The government is still shut down, but in Oklahoma, traffic at food pantries is picking up.
The Food and Resource Center of South Central Oklahoma, which serves Love, Carter, Murray and Johnston Counties, averages about 1,475 families a month. Executive Director James Rosson said centers like his throughout the state are planning ahead, anticipating furloughed federal employees and their families will need extra support.
“We stand ready to help anybody who’s been effected, so that’s not a problem,” Rosson said. “It’s more a capacity thing, in case they get really overwhelmed and need to send people to other places. It’s a long drive, but we’ll give them a lot of groceries.”
The majority of food at the center comes from the main hub in Oklahoma City. Rosson said in this part of the state, there aren’t as many federal employees to begin with, and the impact isn’t as heavy as other areas. Lawton, on the other hand, has many more that are employed at Fort Sill and are going without pay.
“There’s a ton of federal employees,” Rosson said. “The [center] over there is getting hammered.”

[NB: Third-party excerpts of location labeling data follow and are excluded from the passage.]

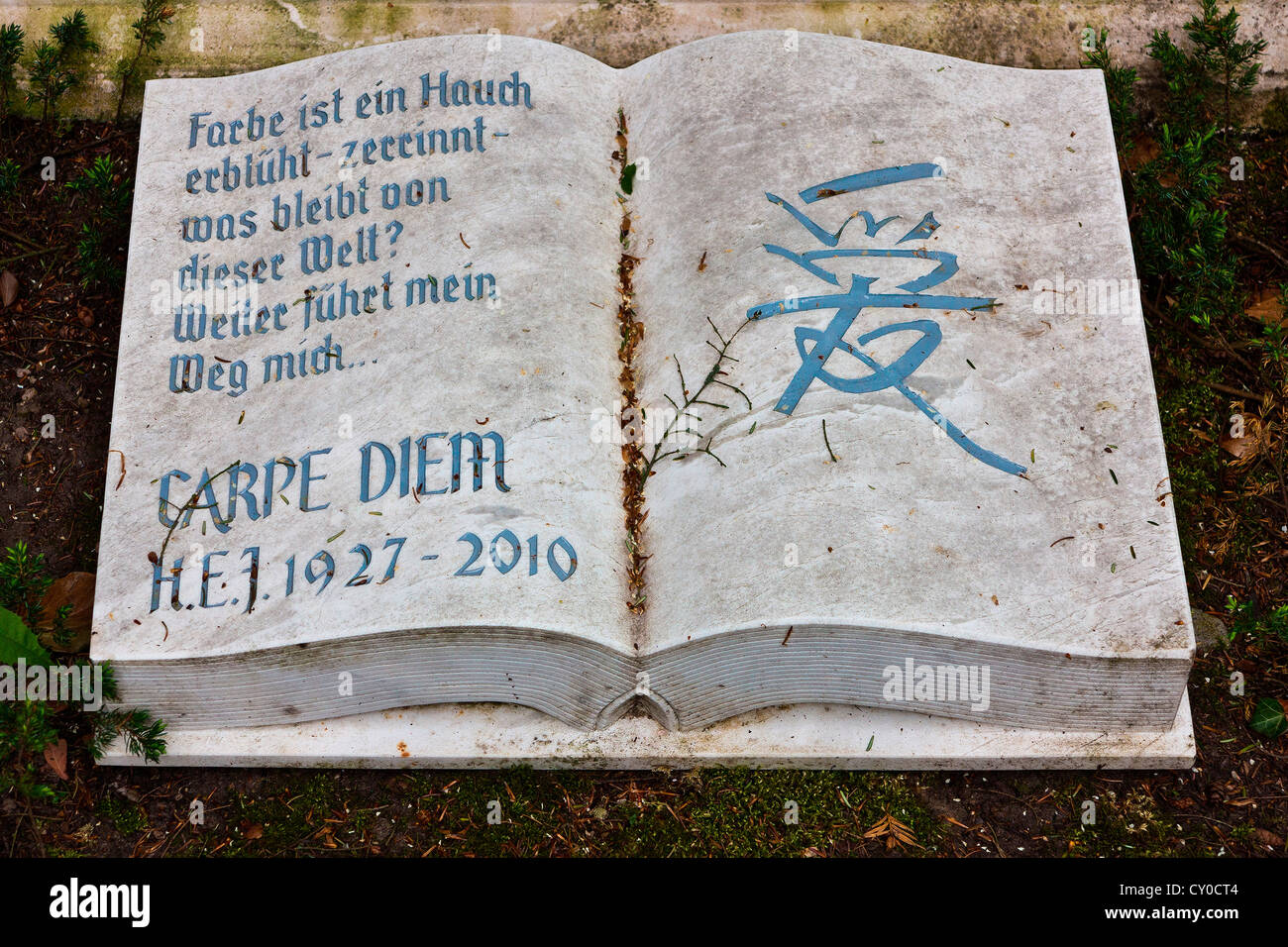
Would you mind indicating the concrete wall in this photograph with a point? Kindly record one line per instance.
(239, 35)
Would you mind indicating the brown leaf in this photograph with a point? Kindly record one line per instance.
(75, 589)
(55, 755)
(1266, 838)
(1244, 449)
(8, 289)
(1267, 307)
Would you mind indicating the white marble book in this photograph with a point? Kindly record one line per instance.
(375, 407)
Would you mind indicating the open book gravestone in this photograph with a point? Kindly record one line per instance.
(404, 325)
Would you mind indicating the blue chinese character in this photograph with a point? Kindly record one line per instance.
(815, 347)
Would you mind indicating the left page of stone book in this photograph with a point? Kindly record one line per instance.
(370, 318)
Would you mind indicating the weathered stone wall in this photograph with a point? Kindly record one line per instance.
(226, 37)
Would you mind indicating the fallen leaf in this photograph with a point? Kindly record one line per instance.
(55, 755)
(1244, 449)
(1267, 307)
(75, 589)
(8, 289)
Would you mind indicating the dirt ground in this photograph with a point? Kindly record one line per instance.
(56, 359)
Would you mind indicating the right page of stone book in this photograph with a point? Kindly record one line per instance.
(952, 433)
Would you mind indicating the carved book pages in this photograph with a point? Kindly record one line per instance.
(390, 471)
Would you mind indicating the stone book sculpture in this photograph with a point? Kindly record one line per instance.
(415, 335)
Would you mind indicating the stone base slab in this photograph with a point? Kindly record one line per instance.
(488, 736)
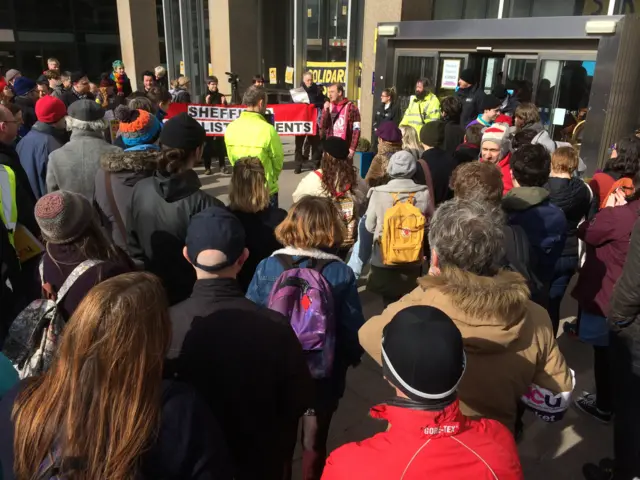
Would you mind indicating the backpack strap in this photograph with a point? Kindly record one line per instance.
(316, 264)
(429, 181)
(75, 274)
(114, 206)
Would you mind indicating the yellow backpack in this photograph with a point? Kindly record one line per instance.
(402, 232)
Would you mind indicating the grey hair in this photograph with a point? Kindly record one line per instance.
(253, 95)
(468, 234)
(92, 126)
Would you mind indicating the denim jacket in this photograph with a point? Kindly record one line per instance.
(349, 317)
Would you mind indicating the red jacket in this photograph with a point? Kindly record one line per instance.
(443, 445)
(505, 168)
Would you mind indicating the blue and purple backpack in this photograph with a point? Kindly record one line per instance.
(304, 296)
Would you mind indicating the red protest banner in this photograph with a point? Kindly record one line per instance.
(291, 119)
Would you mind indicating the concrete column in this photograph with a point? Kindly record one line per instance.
(139, 43)
(376, 11)
(237, 20)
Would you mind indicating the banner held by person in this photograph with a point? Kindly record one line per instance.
(289, 119)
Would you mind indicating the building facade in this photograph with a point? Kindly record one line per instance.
(570, 57)
(84, 35)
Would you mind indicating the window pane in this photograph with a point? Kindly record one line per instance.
(448, 9)
(554, 8)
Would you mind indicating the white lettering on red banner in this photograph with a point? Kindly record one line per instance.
(288, 119)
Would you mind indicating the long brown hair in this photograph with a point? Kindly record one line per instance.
(99, 404)
(312, 222)
(338, 175)
(248, 191)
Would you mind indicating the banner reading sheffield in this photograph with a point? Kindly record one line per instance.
(289, 120)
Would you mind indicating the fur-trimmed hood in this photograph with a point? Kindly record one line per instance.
(481, 304)
(135, 161)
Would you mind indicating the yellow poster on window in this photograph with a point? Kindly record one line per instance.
(288, 76)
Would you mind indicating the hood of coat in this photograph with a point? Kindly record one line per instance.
(48, 129)
(399, 185)
(385, 147)
(570, 194)
(132, 161)
(523, 198)
(178, 186)
(78, 134)
(307, 252)
(489, 311)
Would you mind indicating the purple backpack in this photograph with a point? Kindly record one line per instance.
(304, 296)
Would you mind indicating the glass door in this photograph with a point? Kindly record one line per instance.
(521, 71)
(563, 92)
(410, 66)
(449, 67)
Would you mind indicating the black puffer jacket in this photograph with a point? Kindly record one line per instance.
(125, 170)
(160, 212)
(625, 301)
(573, 197)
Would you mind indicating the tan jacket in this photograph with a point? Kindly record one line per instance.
(511, 351)
(377, 173)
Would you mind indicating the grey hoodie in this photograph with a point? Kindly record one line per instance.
(381, 199)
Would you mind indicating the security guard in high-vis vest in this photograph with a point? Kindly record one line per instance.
(424, 106)
(8, 207)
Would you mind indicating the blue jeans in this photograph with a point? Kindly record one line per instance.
(361, 253)
(564, 270)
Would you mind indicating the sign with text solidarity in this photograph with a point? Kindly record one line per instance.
(289, 120)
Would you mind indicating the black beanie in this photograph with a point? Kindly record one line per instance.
(183, 132)
(468, 75)
(490, 102)
(432, 133)
(423, 354)
(336, 147)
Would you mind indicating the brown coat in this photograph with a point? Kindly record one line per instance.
(509, 343)
(377, 173)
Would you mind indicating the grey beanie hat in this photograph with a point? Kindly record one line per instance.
(85, 110)
(402, 164)
(63, 216)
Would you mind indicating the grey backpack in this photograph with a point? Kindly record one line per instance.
(34, 335)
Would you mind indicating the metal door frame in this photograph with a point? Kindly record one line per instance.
(416, 52)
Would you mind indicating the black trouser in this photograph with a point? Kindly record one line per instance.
(625, 371)
(602, 374)
(213, 147)
(315, 147)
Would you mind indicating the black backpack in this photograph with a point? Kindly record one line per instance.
(520, 257)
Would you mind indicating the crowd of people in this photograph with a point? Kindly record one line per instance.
(150, 331)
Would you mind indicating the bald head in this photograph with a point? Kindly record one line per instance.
(8, 126)
(5, 114)
(211, 258)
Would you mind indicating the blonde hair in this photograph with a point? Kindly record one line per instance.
(565, 160)
(100, 400)
(410, 139)
(248, 190)
(528, 112)
(312, 222)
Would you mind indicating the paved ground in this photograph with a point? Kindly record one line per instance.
(548, 452)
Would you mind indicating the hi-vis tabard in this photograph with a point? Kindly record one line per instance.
(420, 112)
(8, 207)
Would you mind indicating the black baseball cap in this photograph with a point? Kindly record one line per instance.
(215, 229)
(423, 354)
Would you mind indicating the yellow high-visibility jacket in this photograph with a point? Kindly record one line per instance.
(420, 112)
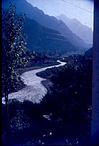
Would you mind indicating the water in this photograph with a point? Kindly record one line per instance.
(34, 90)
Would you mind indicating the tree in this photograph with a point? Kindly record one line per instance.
(13, 48)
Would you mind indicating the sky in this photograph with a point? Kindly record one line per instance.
(81, 10)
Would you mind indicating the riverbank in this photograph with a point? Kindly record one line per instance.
(34, 90)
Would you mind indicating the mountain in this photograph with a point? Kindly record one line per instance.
(84, 32)
(46, 33)
(45, 40)
(89, 52)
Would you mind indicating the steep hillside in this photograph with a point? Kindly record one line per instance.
(48, 21)
(84, 32)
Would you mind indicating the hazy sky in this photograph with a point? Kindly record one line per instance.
(79, 9)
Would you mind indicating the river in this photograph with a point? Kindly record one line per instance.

Rosson said the center is waiving certain income requirements and paperwork for people who are being effected by the shutdown.
“Just come shop,” Rosson said. “We’ll give them 90 pounds of groceries, a couple hundred dollars’ worth. That’s the best thing we can do.”
The center in Ardmore is one of many throughout the state that partner with the Regional Food Bank in Oklahoma City. He said the centers are staying in contact with one another and ready to lend help to the locations with a higher volume of visitors.
“If that has to happen, it’ll happen,” Rosson said.
More federal employers call larger cities like Oklahoma City home. Robson said if the shutdown were to drag out longer, centers in those cities might start sending people to Ardmore and surrounding locations.
“Just come shop, we’ll get them fixed up,” Rosson said. “That’s what’s going on with all the food banks. We’re just telling people ‘let us help you.’”
The center is funded through grants and donations, which means they will continue to operate throughout the shutdown.
“In an event like this, it’s kind of all bets are off,” Rosson said. “We’re going to help the people that need to be helped.”
Rosson said he anticipates demand will climb steadily the longer the shutdown — now the longest in American history — wears on.
“It depends on how long this thing goes,” Rosson said. “As of today, we’re okay, but in a couple of weeks they won’t be. The employees and us.”